Ele espera que o modelo adotado – mais de 30 voluntários, coordenados por sete pessoas – possa encorajar outros grupos a realizarem ações do tipo em outros bairros de Belém, contribuindo para o bem-estar da sociedade. “Não é difícil, precisa principalmente de boa vontade e amor para se articular. Muita gente pensa apenas no dinheiro. A grande sacada é o grupo, as pessoas se unindo. As pessoas contribuem de um jeito ou outro, seja com recurso ou serviço. Em um trabalho voluntário você se realiza, se avalia e se torna alguém melhor também”, comenta.
Junior Santa Helena reforça a importância de fazer com que crianças, jovens, adultos e idosos reflitam “sobre o seu verdadeiro papel enquanto indivíduo na sociedade”. “Aqui temos uma constante troca. Temos ensinamentos belíssimos de pessoas que não tem quase nenhum recurso financeiro, mas praticam a solidariedade. Vemos aqui alguns heróis que saem para vender bombom e sustentar os filhos, mães que estão aqui só acreditando em Deus porque as circunstâncias são muito complicadas, mas nem por isso, deixam de dividir o pouco que tem”, pontua. 
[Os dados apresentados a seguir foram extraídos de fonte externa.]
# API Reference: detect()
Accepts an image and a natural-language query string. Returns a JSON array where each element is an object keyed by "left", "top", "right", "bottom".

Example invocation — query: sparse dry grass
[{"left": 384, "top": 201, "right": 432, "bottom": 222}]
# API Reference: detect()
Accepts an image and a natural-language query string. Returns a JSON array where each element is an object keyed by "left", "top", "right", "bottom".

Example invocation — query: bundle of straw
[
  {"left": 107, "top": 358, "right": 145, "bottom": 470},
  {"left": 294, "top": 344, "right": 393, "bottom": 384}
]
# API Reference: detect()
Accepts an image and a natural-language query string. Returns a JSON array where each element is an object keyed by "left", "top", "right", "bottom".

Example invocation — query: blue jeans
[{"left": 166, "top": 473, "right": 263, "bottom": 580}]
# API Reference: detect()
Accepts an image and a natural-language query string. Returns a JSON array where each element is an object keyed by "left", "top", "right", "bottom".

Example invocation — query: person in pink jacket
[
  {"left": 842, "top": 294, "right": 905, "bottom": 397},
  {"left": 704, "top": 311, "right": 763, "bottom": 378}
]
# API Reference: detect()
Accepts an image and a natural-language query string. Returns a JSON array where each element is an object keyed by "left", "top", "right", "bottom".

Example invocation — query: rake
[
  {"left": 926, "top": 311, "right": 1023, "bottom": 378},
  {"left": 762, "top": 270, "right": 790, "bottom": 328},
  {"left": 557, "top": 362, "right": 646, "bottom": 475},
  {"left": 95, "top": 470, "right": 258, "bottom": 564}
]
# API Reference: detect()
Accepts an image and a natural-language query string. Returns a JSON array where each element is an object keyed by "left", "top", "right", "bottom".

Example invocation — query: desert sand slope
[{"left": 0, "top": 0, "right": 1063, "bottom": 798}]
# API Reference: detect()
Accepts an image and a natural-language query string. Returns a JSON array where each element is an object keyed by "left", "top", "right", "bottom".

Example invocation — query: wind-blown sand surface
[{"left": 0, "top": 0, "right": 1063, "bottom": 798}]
Eles ressaltam que a cobertura da quadra será o complemento de um sonho e vai trazer diversos benefícios. A área foi construída três anos atrás, com apoio de empresários colaboradores. De acordo com Lopes, a quadra se torna inviável de ser usada em uma determinada época do ano por causa das chuvas, além do sol inclemente da Amazônia. “Às vezes deixamos de realizar alguns eventos pelo fato de não ter como receber um público um pouco maior ou fazer alguma atividade que exija uma configuração diferente do que a divisão em salas que temos. A chuva já atrapalhou eventos socais também”, acrescenta Junior Santa Helena.